One of her favorite competitions asked teams to come up with a new business to replace a student-run snack store on Yale’s campus. Rozovsky proposed a nap room and selling earplugs and eyeshades to make money. Someone else suggested filling the space with old video games… Most of the proposals were impractical, but ‘‘we all felt like we could say anything to each other,’’ Rozovsky told me. “No one worried that the rest of the team was judging them.’’ Eventually, the team settled on a plan for a micro­gym with a handful of exercise classes and a few weight machines. They won the competition.

The grace and law overtones should be fairly self-evident. Similarities foster comparison, and competition (law) is threatening, even/especially when you’re supposed to be pulling in the same direction. Moreover, disparate backgrounds often buffer the measuring and allow for more active collaboration. But that was in an academic environment. What about in a professional context? Duhigg mentions that Google’s “top executives long believed that building the best teams meant combining the best people” a la the Dream Team, and now they had the chance to examine vast swaths of data to see if there was empirical evidence for that belief. Their findings only half-confirmed Rozovsky’s past experience:

‘‘We looked at 180 teams from all over the company,’’ [one researcher] said. ‘‘We had lots of data, but there was nothing showing that a mix of specific personality types or skills or backgrounds made any difference. The ‘who’ part of the equation didn’t seem to matter.’’... Some groups that were ranked among Google’s most effective teams, for instance, were composed of friends who socialized outside work. Others were made up of people who were basically strangers away from the conference room. Some groups sought strong managers. Others preferred a less hierarchical structure. Most confounding of all, two teams might have nearly identical makeups, with overlapping memberships, but radically different levels of effectiveness.

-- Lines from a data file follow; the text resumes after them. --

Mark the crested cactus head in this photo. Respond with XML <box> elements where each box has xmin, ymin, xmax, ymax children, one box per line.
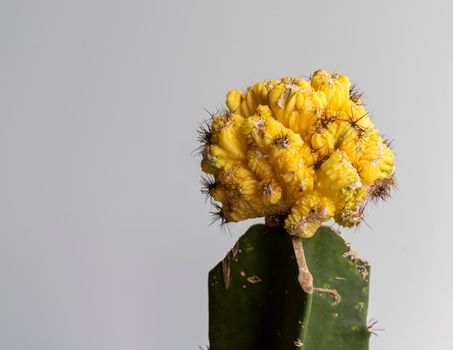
<box><xmin>199</xmin><ymin>70</ymin><xmax>395</xmax><ymax>238</ymax></box>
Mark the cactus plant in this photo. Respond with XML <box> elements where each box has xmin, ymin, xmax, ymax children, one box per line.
<box><xmin>198</xmin><ymin>70</ymin><xmax>395</xmax><ymax>349</ymax></box>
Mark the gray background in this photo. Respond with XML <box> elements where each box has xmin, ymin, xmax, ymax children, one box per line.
<box><xmin>0</xmin><ymin>0</ymin><xmax>451</xmax><ymax>349</ymax></box>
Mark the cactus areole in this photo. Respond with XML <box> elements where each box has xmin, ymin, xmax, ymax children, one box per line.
<box><xmin>197</xmin><ymin>70</ymin><xmax>395</xmax><ymax>349</ymax></box>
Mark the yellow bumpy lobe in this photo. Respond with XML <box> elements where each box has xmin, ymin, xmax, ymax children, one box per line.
<box><xmin>200</xmin><ymin>70</ymin><xmax>395</xmax><ymax>238</ymax></box>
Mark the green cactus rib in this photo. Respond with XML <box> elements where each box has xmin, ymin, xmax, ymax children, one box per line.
<box><xmin>208</xmin><ymin>224</ymin><xmax>371</xmax><ymax>350</ymax></box>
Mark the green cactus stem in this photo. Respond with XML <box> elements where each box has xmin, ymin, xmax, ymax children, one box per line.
<box><xmin>208</xmin><ymin>224</ymin><xmax>371</xmax><ymax>350</ymax></box>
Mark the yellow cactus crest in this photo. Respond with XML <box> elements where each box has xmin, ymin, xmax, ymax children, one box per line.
<box><xmin>198</xmin><ymin>70</ymin><xmax>395</xmax><ymax>238</ymax></box>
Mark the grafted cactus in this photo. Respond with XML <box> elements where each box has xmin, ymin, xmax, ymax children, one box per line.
<box><xmin>197</xmin><ymin>70</ymin><xmax>395</xmax><ymax>349</ymax></box>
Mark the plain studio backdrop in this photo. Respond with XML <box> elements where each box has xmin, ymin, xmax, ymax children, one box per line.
<box><xmin>0</xmin><ymin>1</ymin><xmax>452</xmax><ymax>349</ymax></box>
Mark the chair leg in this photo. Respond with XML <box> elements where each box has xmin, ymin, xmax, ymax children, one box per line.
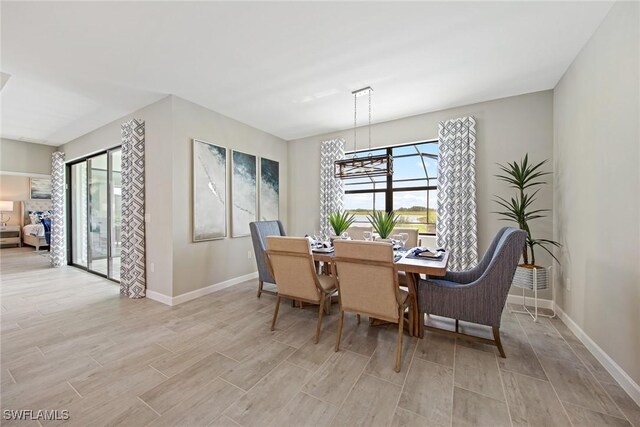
<box><xmin>315</xmin><ymin>299</ymin><xmax>325</xmax><ymax>344</ymax></box>
<box><xmin>257</xmin><ymin>280</ymin><xmax>264</xmax><ymax>298</ymax></box>
<box><xmin>408</xmin><ymin>301</ymin><xmax>414</xmax><ymax>337</ymax></box>
<box><xmin>455</xmin><ymin>319</ymin><xmax>459</xmax><ymax>333</ymax></box>
<box><xmin>324</xmin><ymin>296</ymin><xmax>331</xmax><ymax>315</ymax></box>
<box><xmin>356</xmin><ymin>314</ymin><xmax>361</xmax><ymax>324</ymax></box>
<box><xmin>335</xmin><ymin>310</ymin><xmax>344</xmax><ymax>352</ymax></box>
<box><xmin>493</xmin><ymin>326</ymin><xmax>506</xmax><ymax>358</ymax></box>
<box><xmin>271</xmin><ymin>295</ymin><xmax>281</xmax><ymax>331</ymax></box>
<box><xmin>395</xmin><ymin>308</ymin><xmax>404</xmax><ymax>373</ymax></box>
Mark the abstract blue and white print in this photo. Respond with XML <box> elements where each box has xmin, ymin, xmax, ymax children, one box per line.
<box><xmin>259</xmin><ymin>157</ymin><xmax>279</xmax><ymax>221</ymax></box>
<box><xmin>193</xmin><ymin>139</ymin><xmax>227</xmax><ymax>241</ymax></box>
<box><xmin>30</xmin><ymin>177</ymin><xmax>52</xmax><ymax>200</ymax></box>
<box><xmin>231</xmin><ymin>150</ymin><xmax>257</xmax><ymax>237</ymax></box>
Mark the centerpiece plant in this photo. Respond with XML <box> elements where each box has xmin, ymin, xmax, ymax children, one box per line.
<box><xmin>494</xmin><ymin>154</ymin><xmax>560</xmax><ymax>267</ymax></box>
<box><xmin>367</xmin><ymin>210</ymin><xmax>399</xmax><ymax>240</ymax></box>
<box><xmin>328</xmin><ymin>211</ymin><xmax>356</xmax><ymax>236</ymax></box>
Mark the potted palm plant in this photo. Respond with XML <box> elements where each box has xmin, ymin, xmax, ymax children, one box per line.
<box><xmin>368</xmin><ymin>211</ymin><xmax>399</xmax><ymax>241</ymax></box>
<box><xmin>328</xmin><ymin>211</ymin><xmax>356</xmax><ymax>238</ymax></box>
<box><xmin>494</xmin><ymin>154</ymin><xmax>560</xmax><ymax>291</ymax></box>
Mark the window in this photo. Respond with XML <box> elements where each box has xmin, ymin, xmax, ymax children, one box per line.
<box><xmin>343</xmin><ymin>141</ymin><xmax>438</xmax><ymax>235</ymax></box>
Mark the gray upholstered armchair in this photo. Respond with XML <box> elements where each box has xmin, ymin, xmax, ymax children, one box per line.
<box><xmin>417</xmin><ymin>227</ymin><xmax>526</xmax><ymax>357</ymax></box>
<box><xmin>250</xmin><ymin>220</ymin><xmax>287</xmax><ymax>298</ymax></box>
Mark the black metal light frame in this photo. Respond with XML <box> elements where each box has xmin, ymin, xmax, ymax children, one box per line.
<box><xmin>334</xmin><ymin>153</ymin><xmax>393</xmax><ymax>179</ymax></box>
<box><xmin>334</xmin><ymin>86</ymin><xmax>394</xmax><ymax>179</ymax></box>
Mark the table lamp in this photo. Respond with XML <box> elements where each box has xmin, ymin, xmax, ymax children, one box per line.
<box><xmin>0</xmin><ymin>201</ymin><xmax>14</xmax><ymax>226</ymax></box>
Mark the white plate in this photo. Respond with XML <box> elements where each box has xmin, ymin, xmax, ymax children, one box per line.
<box><xmin>313</xmin><ymin>247</ymin><xmax>334</xmax><ymax>253</ymax></box>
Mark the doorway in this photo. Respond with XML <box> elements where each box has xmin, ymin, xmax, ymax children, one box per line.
<box><xmin>67</xmin><ymin>148</ymin><xmax>122</xmax><ymax>281</ymax></box>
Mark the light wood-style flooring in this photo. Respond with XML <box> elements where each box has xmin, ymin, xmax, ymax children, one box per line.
<box><xmin>1</xmin><ymin>247</ymin><xmax>639</xmax><ymax>426</ymax></box>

There was no discernible pattern when it came to the roster itself. As they report, the “who” didn’t seem to matter that much. What mattered was the emotional atmosphere of the group–what they refer to as “unwrtten rules” and “internal culture”. (This is especially remarkable when you consider how often Duhigg reminds us that techies are not known for their emotional fluency.) To what extent did the team members feel afraid/ discouraged/ self-conscious and to what extent did they feel safe/ supported/ heard? That is, were they operating in a culture of law or a culture of grace? The euphemism Google stumbled upon for grace in the group context is “psychological safety”:

Within psychology, researchers sometimes colloquially refer to traits like ‘‘conversational turn-taking’’ and ‘‘average social sensitivity’’ as aspects of what’s known as psychological safety — a group culture that the Harvard Business School professor Amy Edmondson defines as a ‘‘shared belief held by members of a team that the team is safe for interpersonal risk-taking.’’ Psychological safety is ‘‘a sense of confidence that the team will not embarrass, reject or punish someone for speaking up,’’ Edmondson wrote in 1999… When Rozovsky and her Google colleagues encountered the concept of psychological safety in academic papers, it was as if everything suddenly fell into place.

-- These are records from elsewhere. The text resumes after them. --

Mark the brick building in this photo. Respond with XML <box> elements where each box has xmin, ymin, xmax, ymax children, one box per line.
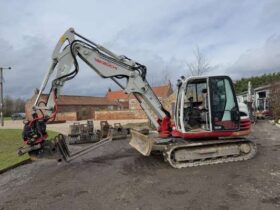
<box><xmin>128</xmin><ymin>82</ymin><xmax>174</xmax><ymax>110</ymax></box>
<box><xmin>26</xmin><ymin>82</ymin><xmax>174</xmax><ymax>122</ymax></box>
<box><xmin>162</xmin><ymin>91</ymin><xmax>177</xmax><ymax>118</ymax></box>
<box><xmin>25</xmin><ymin>91</ymin><xmax>119</xmax><ymax>121</ymax></box>
<box><xmin>95</xmin><ymin>82</ymin><xmax>174</xmax><ymax>120</ymax></box>
<box><xmin>105</xmin><ymin>88</ymin><xmax>129</xmax><ymax>109</ymax></box>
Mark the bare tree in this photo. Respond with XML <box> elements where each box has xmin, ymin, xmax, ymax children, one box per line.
<box><xmin>161</xmin><ymin>66</ymin><xmax>172</xmax><ymax>84</ymax></box>
<box><xmin>3</xmin><ymin>96</ymin><xmax>26</xmax><ymax>116</ymax></box>
<box><xmin>148</xmin><ymin>66</ymin><xmax>172</xmax><ymax>86</ymax></box>
<box><xmin>186</xmin><ymin>46</ymin><xmax>211</xmax><ymax>76</ymax></box>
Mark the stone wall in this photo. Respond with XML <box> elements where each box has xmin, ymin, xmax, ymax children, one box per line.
<box><xmin>94</xmin><ymin>110</ymin><xmax>147</xmax><ymax>120</ymax></box>
<box><xmin>55</xmin><ymin>112</ymin><xmax>77</xmax><ymax>121</ymax></box>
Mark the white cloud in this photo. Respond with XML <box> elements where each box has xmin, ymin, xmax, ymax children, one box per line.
<box><xmin>226</xmin><ymin>35</ymin><xmax>280</xmax><ymax>79</ymax></box>
<box><xmin>0</xmin><ymin>0</ymin><xmax>279</xmax><ymax>98</ymax></box>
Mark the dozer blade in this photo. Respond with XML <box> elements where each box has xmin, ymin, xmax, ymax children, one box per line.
<box><xmin>129</xmin><ymin>129</ymin><xmax>154</xmax><ymax>156</ymax></box>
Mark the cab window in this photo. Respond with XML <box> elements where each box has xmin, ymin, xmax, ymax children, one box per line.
<box><xmin>210</xmin><ymin>77</ymin><xmax>239</xmax><ymax>130</ymax></box>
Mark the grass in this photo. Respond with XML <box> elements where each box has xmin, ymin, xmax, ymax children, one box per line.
<box><xmin>0</xmin><ymin>129</ymin><xmax>59</xmax><ymax>171</ymax></box>
<box><xmin>4</xmin><ymin>117</ymin><xmax>11</xmax><ymax>121</ymax></box>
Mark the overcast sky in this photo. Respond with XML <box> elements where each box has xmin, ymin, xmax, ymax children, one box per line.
<box><xmin>0</xmin><ymin>0</ymin><xmax>279</xmax><ymax>99</ymax></box>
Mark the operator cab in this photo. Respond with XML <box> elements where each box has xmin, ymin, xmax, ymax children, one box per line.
<box><xmin>175</xmin><ymin>76</ymin><xmax>240</xmax><ymax>134</ymax></box>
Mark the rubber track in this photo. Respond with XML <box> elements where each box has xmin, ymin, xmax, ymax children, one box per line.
<box><xmin>164</xmin><ymin>139</ymin><xmax>257</xmax><ymax>168</ymax></box>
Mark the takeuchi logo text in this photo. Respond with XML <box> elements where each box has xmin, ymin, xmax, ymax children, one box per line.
<box><xmin>95</xmin><ymin>58</ymin><xmax>117</xmax><ymax>70</ymax></box>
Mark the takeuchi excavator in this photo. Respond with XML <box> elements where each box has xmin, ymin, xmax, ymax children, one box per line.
<box><xmin>21</xmin><ymin>28</ymin><xmax>256</xmax><ymax>168</ymax></box>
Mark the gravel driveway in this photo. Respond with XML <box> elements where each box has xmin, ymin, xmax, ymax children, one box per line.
<box><xmin>0</xmin><ymin>121</ymin><xmax>280</xmax><ymax>210</ymax></box>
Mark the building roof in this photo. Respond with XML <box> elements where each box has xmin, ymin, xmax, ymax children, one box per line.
<box><xmin>34</xmin><ymin>94</ymin><xmax>117</xmax><ymax>106</ymax></box>
<box><xmin>152</xmin><ymin>83</ymin><xmax>173</xmax><ymax>98</ymax></box>
<box><xmin>106</xmin><ymin>82</ymin><xmax>173</xmax><ymax>101</ymax></box>
<box><xmin>254</xmin><ymin>84</ymin><xmax>271</xmax><ymax>91</ymax></box>
<box><xmin>106</xmin><ymin>90</ymin><xmax>129</xmax><ymax>101</ymax></box>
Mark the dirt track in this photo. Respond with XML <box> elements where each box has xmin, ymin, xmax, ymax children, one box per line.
<box><xmin>1</xmin><ymin>121</ymin><xmax>280</xmax><ymax>210</ymax></box>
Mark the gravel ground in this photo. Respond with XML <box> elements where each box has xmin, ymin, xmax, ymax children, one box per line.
<box><xmin>0</xmin><ymin>121</ymin><xmax>280</xmax><ymax>210</ymax></box>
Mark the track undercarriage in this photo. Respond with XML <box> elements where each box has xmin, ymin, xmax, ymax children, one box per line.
<box><xmin>130</xmin><ymin>130</ymin><xmax>257</xmax><ymax>168</ymax></box>
<box><xmin>19</xmin><ymin>127</ymin><xmax>256</xmax><ymax>168</ymax></box>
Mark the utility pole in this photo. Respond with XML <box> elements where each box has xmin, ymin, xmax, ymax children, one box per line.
<box><xmin>0</xmin><ymin>67</ymin><xmax>11</xmax><ymax>126</ymax></box>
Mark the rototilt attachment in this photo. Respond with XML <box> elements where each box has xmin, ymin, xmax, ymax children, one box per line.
<box><xmin>18</xmin><ymin>133</ymin><xmax>112</xmax><ymax>162</ymax></box>
<box><xmin>18</xmin><ymin>121</ymin><xmax>113</xmax><ymax>162</ymax></box>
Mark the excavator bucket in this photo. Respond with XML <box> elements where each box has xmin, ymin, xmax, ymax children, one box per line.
<box><xmin>129</xmin><ymin>129</ymin><xmax>154</xmax><ymax>156</ymax></box>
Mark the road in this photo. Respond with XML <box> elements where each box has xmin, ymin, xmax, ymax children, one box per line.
<box><xmin>1</xmin><ymin>121</ymin><xmax>280</xmax><ymax>210</ymax></box>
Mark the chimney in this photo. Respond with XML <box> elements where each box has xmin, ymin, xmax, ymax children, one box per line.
<box><xmin>108</xmin><ymin>88</ymin><xmax>111</xmax><ymax>92</ymax></box>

For Project Aristotle, research on psychological safety pointed to particular norms that are vital to success. There were other behaviors that seemed important as well — like making sure teams had clear goals and creating a culture of dependability. But Google’s data indicated that psychological safety, more than anything else, was critical to making a team work….

Of course, these findings are not actually groundbreaking. Managers have known this for ages (to say nothing of clergy and parents and teachers, etc). Duhigg even suggests that the lack of novelty here has been a stumbling block to “psychological safety” being accepted in Silicon Valley, where ‘new’ is privileged above all else. And yet, the data doesn’t lie. A couple of paragraphs toward the end almost sound like they were cribbed from Grace in Practice:

What Project Aristotle has taught people within Google is that no one wants to put on a ‘‘work face’’ when they get to the office. No one wants to leave part of their personality and inner life at home. But to be fully present at work, to feel ‘‘psychologically safe,’’ we must know that we can be free enough, sometimes, to share the things that scare us without fear of recriminations. We must be able to talk about what is messy or sad, to have hard conversations with colleagues who are driving us crazy. We can’t be focused just on efficiency.

Project Aristotle is a reminder that when companies try to optimize everything, it’s sometimes easy to forget that success is often built on experiences — like emotional interactions and complicated conversations and discussions of who we want to be and how our teammates make us feel — that can’t really be optimized.

Ouch. Take that, Cult of Productivity!

Of course, the subtext of the whole Project is that they’re hoping to leverage findings about the essential inefficiency of little-g grace for the sake of more efficiency. To use ‘promise’ as a management tool so that the United States of Workaholism can annex yet another area of repose. Then again maybe it’s just the logical expression of something we all already take for granted: that more and more of us look to our job not just for a paycheck, but for love and value, to meet not just our material needs but our relational and spiritual ones as well.

Alas, while I’d much rather work in an office (or worship at a church!) where people are flexible and forgiving rather than critical and competitive, it strikes me as a fool’s errand to expect psychological safety in the workplace. At least not if making money is the end goal, which it is and should be. Because the threat, however remote, of losing one’s job ensures that whatever safety can be cultivated will ultimately evaporate. Assurance cannot be conditional and still be assurance.

Fortunately, assurance is not ours to establish, try as we might. It is the gift of God to shameless optimizers and hapless deadbeats alike, sealed in you-know-what, announcing that the most urgent work has already been done–and done well.

So, deep breath. You made the team. There’s nothing left to do now but… play.

Just please, for the love of God, don’t pass the ball to Christian Laettner.